2021-12-11

Understanding Drogon's threading model

Author: This is the original blog post about drogon's threading model. There's a modified version in the docs. These two are basically identical

Drogon[1] is a fast C++ web app framework. It's fast in part by not abstracting the underlying threading model away. However, it also causes some confusions in our userbase. It's not uncommon to see issues and discussions about why responses are only sent after some blocking call, why calling a blocking networking function on the same event loop blocks causes a deadlock, etc.. I hope I can help those advanced users with their code

(This is not a documentation. But my personal rant on how stuff works)

[1]: Drogon, a fast C++14/17 web application framework

Event loops and threads

Drogon runs on a thread pool where each thread has it's own event loop. And event loops are at the core of Drogon. Every drogon application has at least 2 event loops. A main loop and a worker loop. As long as you are not doing anything funny. The main loop always runs on the main thread (the thread that started main). And it is responsible for starting all worker loops. Take the hello world app for example. The line app().run() starts the main loop on the main thread. Which in turn spawns 3 worker thread/loop.

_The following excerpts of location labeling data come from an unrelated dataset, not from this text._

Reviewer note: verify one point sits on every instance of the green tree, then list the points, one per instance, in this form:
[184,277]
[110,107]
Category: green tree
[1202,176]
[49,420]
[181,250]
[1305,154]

#include <drogon/drogon.h>
using namespace drogon;

int main()
{
    app().registerHandler("/", [](const HttpRequest& req
        , std::function<void (const HttpResponsePtr &)> &&callback) {
        auto resp = HttpResponse::newHttpResponse();
        resp->setBody("Hello wrold");
        callback(resp);
    });
    app().addListener("0.0.0.0", 80800);
    app().setNumThreads(3);
    app().run();
}

The thread hierarchy looks like this

            ┌─────────────┐
            │ app().run() │ <main thread>
            └─────┬───────┘
                  │
            ┌─────▼──────┐
            │ MAIN LOOP  │
            └─────┬──────┘
                  │ Spawns
      ┌───────────┼──────────────┐
      │           │              │
┌─────▼────┐   ┌──▼───────┐  ┌───▼────┐
│ Worker 1 │   │ Worker 2 │  │ etc... │
└──────────┘   └──────────┘  └────────┘
 <thread 1>     <thread 2>   <thread ...>

The number of worker loops depends on numerous variables. Namely, how many threads are specified for the HTTP server, how many non-fast DB and NoSQL connections are created - we'll get to fast vs non-fast connections later. Just know that drogon has more threads than just the HTTP server threads. Each event loop is essentally a task queue. You can submit task to run on the a loop from any other threads. Task submitting is totally lock free (thanks to lock free data structure!) and won't cause data race in all circumstances. They process tasks one-by-one and goes to sleep when there's nothing to do. Thus tasks have a well-defined order of execution. But also, tasks that's queued after a luge, long running task gets delayed.

// queuing two tasks on the main loop
trantor::EventLoop* loop = app().getLoop();
loop->queueInLoop([]{
    std::cout << "task1: I'm gonna wait for 5s\n";
    std::this_thread::sleep_for(5s);
    std::cout << "task1: hello!\n";
});
loop->queueInLoop([]{
    std::cout << "task2: world!\n";
});

Hopefully is's clear why running the above snippet will result in task1: I'm gonna wait for 5s appear immidatelly. Pauses for 5 seconds and then both task1: hello and task2: workd! showing up.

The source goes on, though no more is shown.